Dynamic Equations on Time Scales, Colloquium at Dicle University, July 12, 2007

Martin Bohner, University of Missouri-Rolla, Department of Mathematics and Statistics

Time scales have been introduced in order to unify continuous and discrete analysis and in order to extend those theories to cases "in between". We will offer a brief introduction into the calculus involved, including the so-called delta derivative of a function on a time scale. This delta derivative is equal to the usual derivative if the time scale is the set of all real numbers, and it is equal to the usual forward difference operator if the time scale is the set of all integers. However, in general, a time scale may be any closed subset of the reals.

We present some basic facts concerning dynamic equations on time scales (those are differential and difference equations, resp., in the above two mentioned cases) and initial value problems involving them. We introduce the exponential function on a general time scale and use it to solve initial value problems involving first order linear dynamic equation. We also present a unification of the Laplace and Z-transform, which serves to solve any higher order linear dynamic equations with constant coefficients.
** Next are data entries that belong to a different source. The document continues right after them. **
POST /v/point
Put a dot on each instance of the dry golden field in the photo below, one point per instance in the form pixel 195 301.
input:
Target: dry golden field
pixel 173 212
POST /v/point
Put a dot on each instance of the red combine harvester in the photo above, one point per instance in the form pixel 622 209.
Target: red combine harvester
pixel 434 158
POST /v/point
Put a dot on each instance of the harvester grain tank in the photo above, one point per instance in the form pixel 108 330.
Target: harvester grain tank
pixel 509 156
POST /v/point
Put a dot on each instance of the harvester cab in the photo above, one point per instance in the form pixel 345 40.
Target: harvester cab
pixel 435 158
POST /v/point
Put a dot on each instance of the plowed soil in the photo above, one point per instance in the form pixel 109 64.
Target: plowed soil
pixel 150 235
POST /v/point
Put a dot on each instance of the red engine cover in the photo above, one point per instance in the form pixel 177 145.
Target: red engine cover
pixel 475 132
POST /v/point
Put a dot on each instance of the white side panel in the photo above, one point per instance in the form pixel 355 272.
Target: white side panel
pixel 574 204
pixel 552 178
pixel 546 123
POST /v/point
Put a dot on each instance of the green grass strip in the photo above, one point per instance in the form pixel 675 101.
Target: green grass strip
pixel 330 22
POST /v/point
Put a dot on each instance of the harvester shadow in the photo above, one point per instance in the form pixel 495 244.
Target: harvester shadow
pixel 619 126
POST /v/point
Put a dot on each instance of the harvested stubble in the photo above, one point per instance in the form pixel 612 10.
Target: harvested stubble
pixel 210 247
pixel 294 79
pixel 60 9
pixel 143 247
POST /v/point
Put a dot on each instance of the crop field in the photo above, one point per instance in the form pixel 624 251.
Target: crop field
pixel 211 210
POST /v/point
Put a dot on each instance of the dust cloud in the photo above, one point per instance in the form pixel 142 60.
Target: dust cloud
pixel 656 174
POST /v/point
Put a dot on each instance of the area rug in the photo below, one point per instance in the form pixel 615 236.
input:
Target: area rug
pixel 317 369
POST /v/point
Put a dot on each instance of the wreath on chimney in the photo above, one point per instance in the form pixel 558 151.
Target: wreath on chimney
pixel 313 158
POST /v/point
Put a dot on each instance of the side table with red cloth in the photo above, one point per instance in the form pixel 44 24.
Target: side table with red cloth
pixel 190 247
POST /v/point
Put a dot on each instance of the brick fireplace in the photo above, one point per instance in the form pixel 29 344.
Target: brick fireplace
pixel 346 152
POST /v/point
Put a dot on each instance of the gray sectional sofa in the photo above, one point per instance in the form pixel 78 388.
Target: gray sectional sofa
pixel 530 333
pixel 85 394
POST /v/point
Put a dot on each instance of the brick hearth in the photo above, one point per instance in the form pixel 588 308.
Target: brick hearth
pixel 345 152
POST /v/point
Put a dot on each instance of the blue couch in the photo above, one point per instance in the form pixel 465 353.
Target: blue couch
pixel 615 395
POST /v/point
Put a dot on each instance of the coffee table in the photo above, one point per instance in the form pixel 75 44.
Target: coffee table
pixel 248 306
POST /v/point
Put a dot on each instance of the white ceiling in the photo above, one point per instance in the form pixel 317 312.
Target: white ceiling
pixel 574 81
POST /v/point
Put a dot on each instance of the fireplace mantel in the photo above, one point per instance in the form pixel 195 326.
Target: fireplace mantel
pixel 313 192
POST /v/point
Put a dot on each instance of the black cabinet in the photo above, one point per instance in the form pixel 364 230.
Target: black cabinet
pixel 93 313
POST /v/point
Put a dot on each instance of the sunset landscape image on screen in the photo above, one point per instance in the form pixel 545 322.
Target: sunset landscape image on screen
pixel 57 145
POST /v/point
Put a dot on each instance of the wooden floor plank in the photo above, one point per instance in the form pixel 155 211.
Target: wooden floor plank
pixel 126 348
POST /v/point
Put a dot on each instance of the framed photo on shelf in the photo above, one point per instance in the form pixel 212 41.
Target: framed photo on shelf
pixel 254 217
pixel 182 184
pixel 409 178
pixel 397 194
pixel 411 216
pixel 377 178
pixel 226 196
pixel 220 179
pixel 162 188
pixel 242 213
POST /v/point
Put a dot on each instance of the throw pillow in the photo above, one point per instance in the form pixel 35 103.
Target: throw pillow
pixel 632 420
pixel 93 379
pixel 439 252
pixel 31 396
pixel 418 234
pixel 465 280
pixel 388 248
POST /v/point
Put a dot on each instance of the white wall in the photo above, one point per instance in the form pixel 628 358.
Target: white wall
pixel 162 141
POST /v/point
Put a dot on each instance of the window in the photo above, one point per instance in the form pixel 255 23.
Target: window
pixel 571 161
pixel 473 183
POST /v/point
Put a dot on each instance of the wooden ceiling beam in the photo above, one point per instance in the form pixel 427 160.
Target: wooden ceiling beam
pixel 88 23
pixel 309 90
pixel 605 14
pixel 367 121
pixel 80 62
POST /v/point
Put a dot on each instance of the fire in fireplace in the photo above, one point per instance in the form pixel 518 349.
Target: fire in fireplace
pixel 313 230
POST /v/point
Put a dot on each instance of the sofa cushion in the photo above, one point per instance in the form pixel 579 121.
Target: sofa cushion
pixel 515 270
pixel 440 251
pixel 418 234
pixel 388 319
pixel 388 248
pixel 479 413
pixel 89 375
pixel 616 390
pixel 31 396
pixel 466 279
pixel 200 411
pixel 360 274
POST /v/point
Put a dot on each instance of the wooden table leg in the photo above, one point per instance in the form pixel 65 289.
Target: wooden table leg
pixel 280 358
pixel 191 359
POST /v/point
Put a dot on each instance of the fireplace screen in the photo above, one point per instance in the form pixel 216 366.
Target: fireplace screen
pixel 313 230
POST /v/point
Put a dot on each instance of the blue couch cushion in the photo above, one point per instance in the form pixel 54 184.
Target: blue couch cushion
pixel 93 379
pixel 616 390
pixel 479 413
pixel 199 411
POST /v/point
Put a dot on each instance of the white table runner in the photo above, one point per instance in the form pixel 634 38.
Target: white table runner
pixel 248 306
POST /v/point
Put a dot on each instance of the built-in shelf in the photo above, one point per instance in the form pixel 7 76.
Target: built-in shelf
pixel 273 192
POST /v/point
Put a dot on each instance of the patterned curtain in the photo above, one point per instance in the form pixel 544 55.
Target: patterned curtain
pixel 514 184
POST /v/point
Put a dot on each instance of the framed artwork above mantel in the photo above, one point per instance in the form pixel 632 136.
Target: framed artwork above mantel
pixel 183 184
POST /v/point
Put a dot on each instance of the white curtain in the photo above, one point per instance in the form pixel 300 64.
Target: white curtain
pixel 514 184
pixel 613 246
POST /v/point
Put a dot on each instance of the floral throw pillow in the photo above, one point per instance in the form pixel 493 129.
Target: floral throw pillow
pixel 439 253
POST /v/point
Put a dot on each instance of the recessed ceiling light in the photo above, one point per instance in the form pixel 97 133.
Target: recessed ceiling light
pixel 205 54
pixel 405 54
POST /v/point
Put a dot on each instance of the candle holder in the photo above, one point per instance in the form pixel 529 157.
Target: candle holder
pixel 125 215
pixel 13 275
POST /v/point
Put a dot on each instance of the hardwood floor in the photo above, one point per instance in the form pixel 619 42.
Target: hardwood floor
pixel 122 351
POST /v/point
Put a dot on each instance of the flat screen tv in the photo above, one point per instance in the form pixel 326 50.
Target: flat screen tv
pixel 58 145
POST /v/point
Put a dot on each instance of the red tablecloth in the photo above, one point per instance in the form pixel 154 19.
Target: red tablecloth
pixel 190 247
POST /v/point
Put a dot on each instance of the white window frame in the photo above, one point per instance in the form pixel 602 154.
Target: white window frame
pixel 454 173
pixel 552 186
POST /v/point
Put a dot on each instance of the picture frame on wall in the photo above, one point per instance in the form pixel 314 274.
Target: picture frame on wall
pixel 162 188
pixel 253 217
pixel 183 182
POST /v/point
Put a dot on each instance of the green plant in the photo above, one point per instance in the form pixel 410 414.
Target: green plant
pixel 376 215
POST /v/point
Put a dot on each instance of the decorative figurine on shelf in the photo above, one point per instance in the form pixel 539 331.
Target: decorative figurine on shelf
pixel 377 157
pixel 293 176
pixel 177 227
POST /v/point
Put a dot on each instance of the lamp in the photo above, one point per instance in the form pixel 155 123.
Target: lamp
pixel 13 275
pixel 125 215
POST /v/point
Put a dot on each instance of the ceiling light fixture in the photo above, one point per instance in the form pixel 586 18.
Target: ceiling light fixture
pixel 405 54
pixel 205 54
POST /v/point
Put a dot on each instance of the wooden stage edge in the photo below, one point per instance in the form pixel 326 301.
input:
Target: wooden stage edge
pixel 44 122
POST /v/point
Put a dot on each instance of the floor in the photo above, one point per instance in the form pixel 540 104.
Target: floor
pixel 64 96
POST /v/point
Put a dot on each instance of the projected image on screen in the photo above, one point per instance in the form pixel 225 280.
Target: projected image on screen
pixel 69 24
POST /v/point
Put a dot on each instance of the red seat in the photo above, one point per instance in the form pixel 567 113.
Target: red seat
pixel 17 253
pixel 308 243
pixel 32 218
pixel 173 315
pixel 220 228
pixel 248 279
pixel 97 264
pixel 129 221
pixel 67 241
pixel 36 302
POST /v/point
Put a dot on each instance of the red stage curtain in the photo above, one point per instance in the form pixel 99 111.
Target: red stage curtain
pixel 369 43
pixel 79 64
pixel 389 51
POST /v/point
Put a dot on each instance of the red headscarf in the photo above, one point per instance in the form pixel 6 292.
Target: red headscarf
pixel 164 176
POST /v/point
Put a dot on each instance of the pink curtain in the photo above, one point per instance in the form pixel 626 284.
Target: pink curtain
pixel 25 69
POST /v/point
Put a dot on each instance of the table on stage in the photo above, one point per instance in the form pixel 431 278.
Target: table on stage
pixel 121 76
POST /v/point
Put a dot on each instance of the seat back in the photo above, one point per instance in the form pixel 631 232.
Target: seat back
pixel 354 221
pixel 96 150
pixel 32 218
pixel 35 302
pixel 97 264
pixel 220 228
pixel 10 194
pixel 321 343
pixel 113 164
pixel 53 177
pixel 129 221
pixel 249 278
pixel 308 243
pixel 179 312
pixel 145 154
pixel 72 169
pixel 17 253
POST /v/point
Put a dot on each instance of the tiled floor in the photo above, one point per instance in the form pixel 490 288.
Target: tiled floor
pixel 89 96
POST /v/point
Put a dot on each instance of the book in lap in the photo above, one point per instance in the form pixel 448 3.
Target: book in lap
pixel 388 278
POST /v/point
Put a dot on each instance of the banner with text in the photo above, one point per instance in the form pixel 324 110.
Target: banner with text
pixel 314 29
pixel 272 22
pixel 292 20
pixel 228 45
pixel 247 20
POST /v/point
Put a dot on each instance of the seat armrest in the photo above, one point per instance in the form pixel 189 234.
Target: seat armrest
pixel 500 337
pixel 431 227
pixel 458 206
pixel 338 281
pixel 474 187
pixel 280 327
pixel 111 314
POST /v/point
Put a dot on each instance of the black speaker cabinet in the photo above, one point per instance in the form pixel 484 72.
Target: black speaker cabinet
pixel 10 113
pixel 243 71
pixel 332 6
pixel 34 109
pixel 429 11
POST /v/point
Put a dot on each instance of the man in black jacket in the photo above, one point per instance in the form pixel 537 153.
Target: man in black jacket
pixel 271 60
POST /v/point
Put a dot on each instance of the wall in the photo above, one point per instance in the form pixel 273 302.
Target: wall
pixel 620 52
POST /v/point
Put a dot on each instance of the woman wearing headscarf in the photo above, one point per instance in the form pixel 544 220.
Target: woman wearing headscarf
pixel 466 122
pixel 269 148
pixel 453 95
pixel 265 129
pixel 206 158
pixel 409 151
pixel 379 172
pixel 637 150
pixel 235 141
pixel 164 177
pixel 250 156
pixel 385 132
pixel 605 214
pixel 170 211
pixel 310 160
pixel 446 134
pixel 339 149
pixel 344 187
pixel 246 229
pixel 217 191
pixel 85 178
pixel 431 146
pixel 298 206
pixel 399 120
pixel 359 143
Throughout the talk, many examples of time scales will be offered. Among others, we will discuss the following examples:

  1. The two standard examples (the reals and the integers).
  2. The set of all integer multiples of a positive number (this time scale is interesting for numerical purposes).
  3. The set of all integer powers of a number bigger than one (this time scale gives rise to so-called q-difference equations).
  4. The union of closed intervals (this time scale is interesting in population dynamics; for example, it can model insect populations that are continuous while in season, die out in say winter, while their eggs are incubating or dormant, and then hatch in a new season, giving rise to a nonoverlapping population).

References

  1. Dynamic Equations on Time Scales: An Introduction with Applications, Martin Bohner and Allan Peterson, Birkhäuser, 2001.
  2. Advances in Dynamic Equations on Time Scales, Martin Bohner and Allan Peterson, Birkhäuser, 2003.